Background/Purpose: Giant cell arteritis (GCA) is the most common form of primary vasculitis. The pathogenesis of this disease is characterised by disregulated angiogenesis and inflammatory infiltration, however the causative mechanisms involved in regulating these processes have yet to be elucidated. This study examines the role of acute serum amyloid A (A-SAA), TLR2 activation and the downstream Notch signalling pathway in mediating the pro-inflammatory response in GCA.

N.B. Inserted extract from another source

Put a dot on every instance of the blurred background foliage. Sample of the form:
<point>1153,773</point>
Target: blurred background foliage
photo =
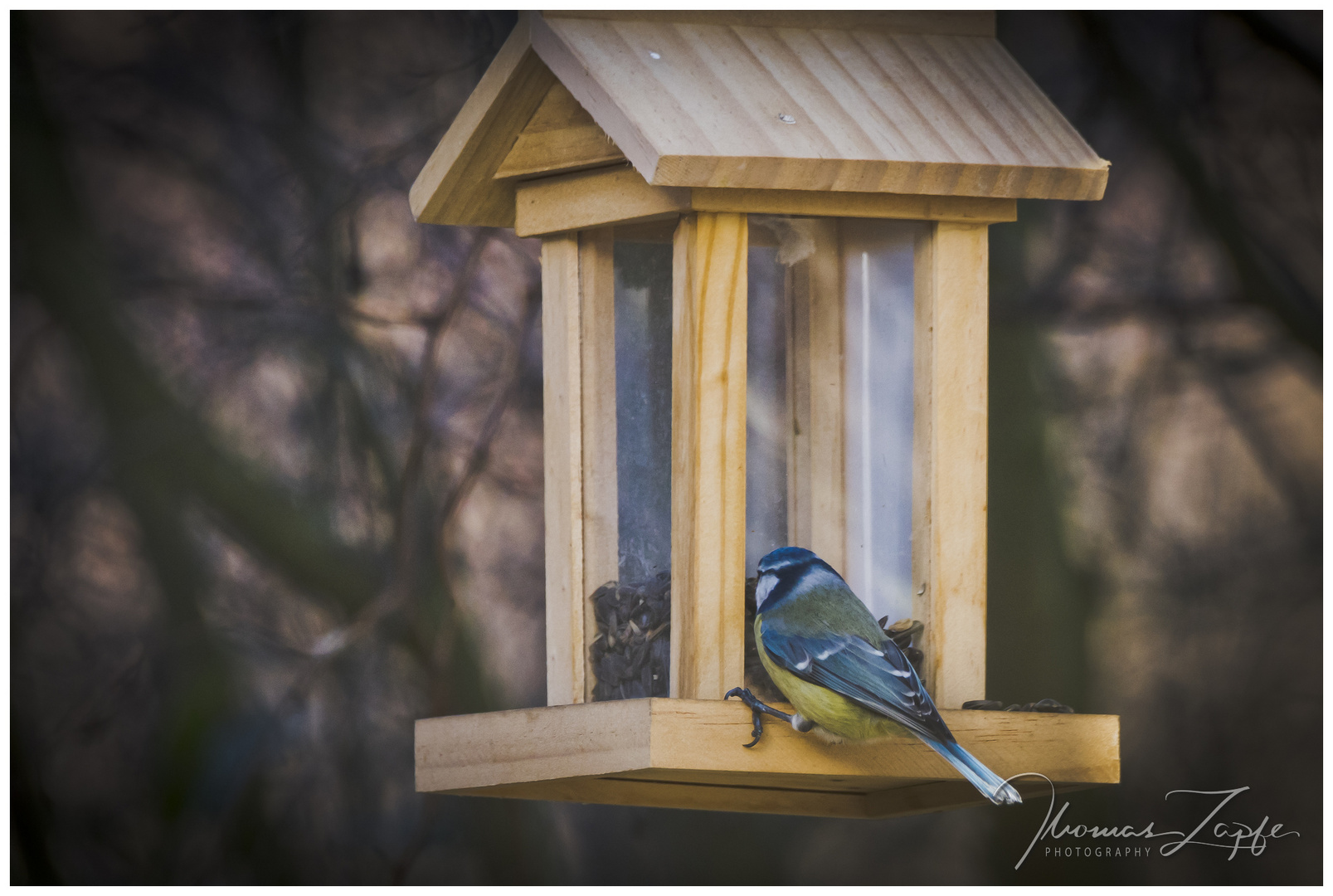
<point>276,461</point>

Methods: A-SAA expression in Temporal artery (TA) sections from GCA patients was assessed by immunohistology. Ex vivo TA explant cultures were established from GCA patients, and the effect of pro-inflammatory stimuli A-SAA (10μg/ml) and a TLR2 agonist Pam3CYSK4 (1μg/ml) on Ang2, MMP2, MMP9, IL-6 and IL-8 was quantified by ELISA and gelatin zymography. Spontaneous release of A-SAA from ex vivo TA explant cultures was quantified by ELISA. Furthermore, myofibroblast outgrowth from TA explants was assessed using matrigel assays over a time course of 1-15 days. A-SAA induced TA explant and microvascular endothelial cell function in the presence of Notch-1 inhibition (γ-secretase inhibitor (DAPT)) or anti-TLR2 was assessed by gelatine zymography, angiogenic assays and ELISA. The effect of conditioned media from TA explants on Human embryonic kidney (HEK) -TLR2 cells was quantified by NFkb luciferase reporter assays.
Results: A-SAA expression was demonstrated in the advential and intimal regions, particularly localised to endothelial cells. High A-SAA levels (386 +/- 191 pg/ml) were spontaneously released from TA explants cultures. Ex-vivo TA explant cultures spontaneously released pro-inflammatory mediators, maintained cell viability and histological morphology, reflecting the in vivo microenvironment. A-SAA and Pam3CSK4 induced expression of instability growth factor Ang2 (p<0.05), IL-8 (p<0.05), IL-6 (p<0.05) and MMP2 and MMP 9. A-SAA and Pam3CSK4 induced myofibroblast outgrowths from TA explants embedded in matrigel over a time course of 1-15 days. In parallel, Ang2, MMP2/9 and pro-inflammatory chemokine IL-8 were induced in myofibroblast outgrowth cultures in response to A-SAA, and to a lesser extent Pam3CSK4. A-SAA induced Ang2, IL-8, IL-6 were significantly decreased in the presence of Notch inhibitor DAPT. Furthermore anti-TLR2 inhibited the effects of A-SAA on endothelial cell function. Finally conditioned media from TA explants significantly induced TLR2 activation through induction of NFκb activation, suggesting the presence of a TLR2 ligand in the inflamed microenvironment.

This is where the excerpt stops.